今回、アッサム要塞の中に出現した巨大な赤いカニの魔物達も、高確率で『赤魔龍公爵』が、ここに引き連れて来た魔物達に違いなかった。
赤い巨大なドラゴンに乗った彼は、地上にいる異世界の勇者達に向けて、上空から巨大な火炎球による攻撃を続けている。
だが、なぜ彼はこの場所に突如として現れたのだろうか?
それも歴史上最後に確認をされた『ミランダ王国』をたった1人で滅ぼしたという、恐ろしい出来事から25年という長い沈黙を破ってだ。
「……一体なぜ、この場にあの『赤魔龍公爵』がやって来たのでしょうか? まさか……今回の作戦が魔王軍に、事前に察知されていたのでしょうか!?」
グランデイル王国女王、クルセイスが驚愕の表情を浮かべてそう呟く。
その呟きを、隣の席で聞いたドリシア王国の女王ククリアが溜息をつきながら苦笑した。
「……クルセイス様? グランデイル王国は、あんなにも盛大な戦勝祈願パレードをアルトラスの街で開いていたではないですか? ですから、今回の作戦の内容は魔王軍にもきっと筒抜けだったのだとボクは思いますよ。
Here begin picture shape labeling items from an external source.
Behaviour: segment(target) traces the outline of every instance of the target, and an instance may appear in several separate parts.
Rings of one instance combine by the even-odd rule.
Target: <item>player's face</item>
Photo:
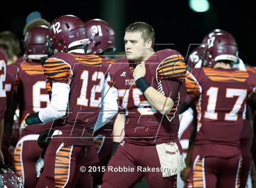
[[[141,61],[145,55],[146,42],[141,33],[126,32],[124,38],[127,58],[130,61]]]

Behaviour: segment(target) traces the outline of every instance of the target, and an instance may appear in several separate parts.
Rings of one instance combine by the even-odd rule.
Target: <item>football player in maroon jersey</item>
[[[16,64],[19,73],[16,95],[21,119],[49,104],[40,62],[41,58],[48,56],[45,43],[48,32],[48,27],[39,26],[30,29],[25,35],[25,60]],[[34,187],[37,184],[36,163],[43,151],[37,144],[37,139],[40,133],[49,129],[50,126],[37,125],[20,135],[14,152],[14,164],[26,187]]]
[[[4,133],[4,118],[6,109],[6,92],[5,90],[6,78],[7,56],[0,49],[0,163],[4,163],[2,152],[2,137]]]
[[[100,55],[102,58],[105,58],[109,64],[109,66],[114,63],[113,59],[110,59],[108,55],[109,50],[115,52],[115,31],[112,27],[107,22],[100,19],[93,19],[87,21],[85,22],[87,29],[88,38],[90,43],[87,45],[86,53],[87,54],[95,54]],[[108,77],[108,82],[111,82]],[[112,92],[115,89],[113,87],[110,87],[106,86],[104,90],[105,92]],[[114,95],[110,96],[114,97]],[[116,98],[115,99],[116,99]],[[112,99],[108,97],[102,101],[102,108],[94,127],[94,145],[98,149],[98,153],[99,158],[99,166],[105,167],[111,157],[113,139],[112,136],[113,126],[113,119],[112,118],[113,113],[109,113],[109,106],[113,104],[111,103]],[[118,110],[118,106],[116,106],[117,113]],[[113,107],[111,107],[113,109]],[[110,115],[110,116],[109,116]],[[104,172],[96,172],[93,173],[93,184],[95,187],[97,184],[102,183],[102,178]]]
[[[127,58],[110,67],[120,107],[114,132],[124,126],[125,136],[110,159],[102,187],[128,187],[143,176],[151,187],[172,187],[177,173],[185,167],[177,112],[185,98],[186,66],[176,50],[154,52],[154,41],[148,24],[130,25],[124,38]]]
[[[104,98],[108,64],[98,56],[85,55],[88,43],[86,28],[80,18],[65,15],[52,22],[47,46],[53,55],[43,63],[52,87],[51,104],[28,115],[21,127],[26,130],[36,123],[62,119],[54,123],[55,130],[44,155],[47,165],[37,187],[74,187],[80,178],[79,169],[85,165],[85,157],[87,164],[98,162],[91,128]],[[90,181],[79,181],[82,186],[80,183],[91,186]]]
[[[256,75],[232,69],[238,47],[227,33],[211,35],[205,47],[208,67],[191,69],[186,78],[199,112],[191,166],[194,187],[240,184],[242,114],[246,99],[254,94]]]

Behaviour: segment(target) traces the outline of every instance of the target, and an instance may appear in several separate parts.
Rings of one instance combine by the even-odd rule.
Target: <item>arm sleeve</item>
[[[196,76],[192,74],[192,72],[187,72],[185,84],[187,93],[194,95],[195,96],[200,95],[201,87]]]
[[[53,82],[51,104],[39,112],[39,119],[43,123],[52,121],[66,115],[69,95],[69,85]]]
[[[118,112],[117,90],[115,87],[108,86],[108,81],[109,79],[108,76],[104,82],[102,92],[102,107],[95,124],[94,131],[97,131],[105,125]]]
[[[71,66],[63,59],[52,58],[47,59],[43,69],[48,82],[69,84],[73,75]]]
[[[175,101],[185,72],[186,65],[181,55],[174,55],[166,58],[157,69],[158,91]]]

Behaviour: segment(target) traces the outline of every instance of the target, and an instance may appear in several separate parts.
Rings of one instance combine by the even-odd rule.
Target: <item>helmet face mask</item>
[[[68,52],[73,49],[84,49],[88,41],[84,22],[75,16],[65,15],[55,19],[51,24],[46,47],[50,54]]]
[[[26,33],[24,47],[27,59],[40,59],[47,56],[45,44],[49,28],[41,25],[32,28]]]
[[[229,32],[215,30],[204,38],[202,43],[204,44],[204,66],[213,67],[216,62],[220,61],[232,63],[237,62],[238,45],[233,36]]]
[[[115,50],[115,31],[106,21],[90,19],[85,23],[90,43],[86,53],[99,55],[107,50]]]

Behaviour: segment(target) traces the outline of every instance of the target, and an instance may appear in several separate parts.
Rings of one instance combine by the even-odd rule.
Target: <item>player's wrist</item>
[[[139,79],[138,79],[135,81],[136,85],[137,86],[137,87],[143,93],[144,93],[146,91],[146,90],[151,87],[151,86],[147,82],[145,78],[143,77],[141,77]]]
[[[25,123],[27,125],[42,123],[38,116],[39,112],[32,113],[29,115],[25,119]]]

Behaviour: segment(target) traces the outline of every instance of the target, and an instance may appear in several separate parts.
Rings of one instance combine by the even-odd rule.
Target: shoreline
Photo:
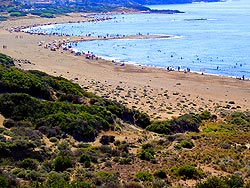
[[[80,14],[73,14],[50,22],[77,22],[80,18]],[[199,113],[203,110],[223,115],[230,111],[250,109],[249,80],[207,73],[184,74],[127,63],[120,66],[102,58],[85,59],[62,50],[54,52],[38,46],[39,41],[61,40],[62,37],[10,33],[5,30],[12,26],[47,21],[48,19],[36,18],[0,22],[0,52],[19,59],[20,61],[15,62],[17,67],[63,76],[87,91],[144,111],[153,119],[165,119],[189,112]],[[7,46],[6,49],[2,48],[3,44]]]
[[[135,13],[138,14],[138,12],[135,12]],[[141,13],[144,14],[144,12],[141,12]],[[114,14],[121,14],[121,13],[109,13],[109,14],[114,16]],[[95,17],[91,17],[91,16],[93,16],[93,15],[96,16],[98,14],[89,13],[88,16],[85,15],[83,17],[88,18],[90,20],[82,21],[82,23],[84,23],[84,22],[99,22],[99,21],[115,19],[115,18],[112,18],[110,16],[107,16],[109,14],[105,14],[105,16],[103,16],[103,17],[96,17],[95,18]],[[129,13],[129,14],[131,14],[131,13]],[[103,14],[100,14],[100,15],[103,15]],[[81,15],[81,17],[82,17],[82,15]],[[78,21],[69,21],[69,22],[62,22],[62,23],[56,22],[56,23],[49,23],[49,24],[42,23],[42,24],[35,24],[33,26],[26,26],[25,28],[43,27],[43,26],[47,26],[47,25],[68,24],[68,23],[69,24],[70,23],[81,23],[81,21],[78,20]],[[176,38],[176,37],[178,37],[178,38],[182,37],[182,36],[167,35],[167,34],[149,34],[149,33],[148,34],[140,34],[139,33],[139,34],[135,34],[135,35],[123,35],[123,36],[121,36],[121,35],[119,35],[119,36],[87,36],[87,34],[86,34],[86,36],[80,36],[80,35],[74,36],[74,35],[58,35],[56,33],[55,34],[54,33],[53,34],[45,34],[45,33],[42,33],[42,31],[41,31],[41,33],[39,33],[38,31],[34,31],[34,33],[33,33],[30,31],[21,31],[21,30],[22,29],[18,29],[17,32],[25,32],[25,33],[29,33],[31,35],[34,34],[34,35],[49,35],[49,36],[57,36],[57,37],[69,37],[70,40],[68,41],[68,43],[78,43],[78,42],[97,41],[97,40],[140,40],[140,39],[145,40],[145,39],[172,39],[172,38]],[[52,43],[52,42],[50,41],[50,43]],[[82,50],[77,50],[77,49],[74,49],[74,50],[76,50],[78,52],[82,51]],[[92,51],[92,49],[90,49],[89,51]],[[130,64],[130,65],[132,64],[132,65],[136,65],[136,66],[139,65],[139,66],[147,66],[147,67],[162,68],[162,69],[170,68],[170,71],[177,71],[177,69],[179,69],[178,66],[161,67],[161,66],[155,66],[155,65],[145,65],[143,63],[138,63],[138,62],[127,62],[127,61],[123,61],[123,60],[116,60],[119,58],[115,58],[115,57],[113,57],[113,59],[111,59],[108,56],[107,57],[100,56],[100,58],[103,58],[103,59],[108,60],[108,61],[116,61],[118,63]],[[190,72],[190,70],[187,70],[187,69],[189,69],[189,68],[186,68],[186,69],[182,68],[181,71],[182,72]],[[218,67],[217,67],[217,70],[218,70]],[[169,71],[169,69],[168,69],[168,71]],[[223,77],[228,77],[228,78],[235,78],[238,80],[246,80],[246,81],[250,80],[250,77],[248,75],[247,76],[246,75],[241,75],[241,76],[235,75],[234,76],[234,75],[230,75],[230,74],[223,74],[221,72],[220,73],[215,73],[215,71],[205,72],[205,70],[202,71],[202,70],[197,70],[197,69],[192,70],[191,72],[197,73],[197,74],[202,74],[202,75],[204,74],[204,75],[211,75],[211,76],[223,76]]]

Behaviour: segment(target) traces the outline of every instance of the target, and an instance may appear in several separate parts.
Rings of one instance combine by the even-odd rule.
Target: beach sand
[[[209,110],[217,115],[250,109],[250,81],[235,78],[167,71],[111,61],[85,59],[63,50],[51,51],[39,41],[59,36],[31,35],[6,29],[33,24],[87,21],[80,14],[53,19],[30,17],[0,22],[0,52],[18,59],[16,66],[62,76],[99,96],[117,100],[148,113],[153,119]],[[83,37],[84,40],[90,38]],[[92,40],[92,39],[91,39]],[[7,48],[3,49],[2,46]],[[91,51],[91,49],[89,49]],[[142,62],[143,63],[143,62]]]

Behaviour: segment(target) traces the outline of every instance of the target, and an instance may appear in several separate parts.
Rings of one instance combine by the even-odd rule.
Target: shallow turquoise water
[[[177,9],[186,13],[114,15],[115,19],[109,21],[55,25],[38,30],[50,34],[95,36],[173,35],[171,39],[81,42],[74,48],[121,62],[165,68],[179,66],[195,72],[202,70],[208,74],[250,78],[248,0],[151,8]]]

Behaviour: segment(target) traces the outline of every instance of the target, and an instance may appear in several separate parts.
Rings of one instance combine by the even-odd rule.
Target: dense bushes
[[[174,170],[174,173],[182,179],[198,179],[203,177],[203,173],[190,165],[181,166]]]
[[[66,170],[67,168],[72,167],[72,162],[68,156],[60,155],[53,160],[53,165],[55,171],[60,172]]]
[[[244,186],[244,181],[241,177],[229,175],[226,177],[211,177],[204,182],[199,182],[196,188],[241,188]]]

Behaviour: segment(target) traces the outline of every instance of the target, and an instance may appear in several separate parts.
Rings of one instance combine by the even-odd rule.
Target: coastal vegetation
[[[250,184],[249,111],[154,120],[0,53],[0,114],[0,187]]]

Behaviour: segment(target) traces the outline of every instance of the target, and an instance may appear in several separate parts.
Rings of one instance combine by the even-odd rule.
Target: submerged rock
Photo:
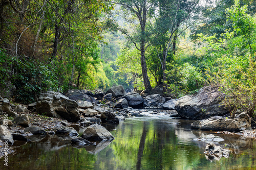
[[[114,138],[109,131],[103,126],[98,124],[94,124],[88,127],[81,137],[90,140],[102,140]]]
[[[216,131],[227,131],[238,132],[251,130],[251,120],[246,112],[238,115],[235,118],[210,118],[195,122],[191,128]]]
[[[223,157],[228,158],[230,152],[229,150],[216,146],[214,143],[209,143],[206,145],[204,153],[205,154],[206,159],[212,161],[214,160],[219,161]]]
[[[3,142],[7,141],[8,143],[13,144],[14,142],[11,132],[5,126],[0,125],[0,140]]]
[[[207,119],[215,115],[223,116],[228,109],[221,103],[220,92],[210,86],[201,88],[198,92],[179,99],[175,110],[182,118],[190,119]]]
[[[31,132],[33,134],[46,135],[46,131],[40,127],[36,126],[31,126],[24,129],[24,132]]]

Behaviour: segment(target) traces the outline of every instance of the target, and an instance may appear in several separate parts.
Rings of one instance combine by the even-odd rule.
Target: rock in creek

その辺りの街に歩いている子供に聞いてみても、『異世界の勇者様達が、これからアッサム要塞をみんなで攻めるんだー!』って事は、知っていたと思いますが?」
クルセイスの隣に座るドリシア王国の女王ククリアは、『赤魔龍公爵』が出現をしたという、この緊迫をした状況にも関わらず。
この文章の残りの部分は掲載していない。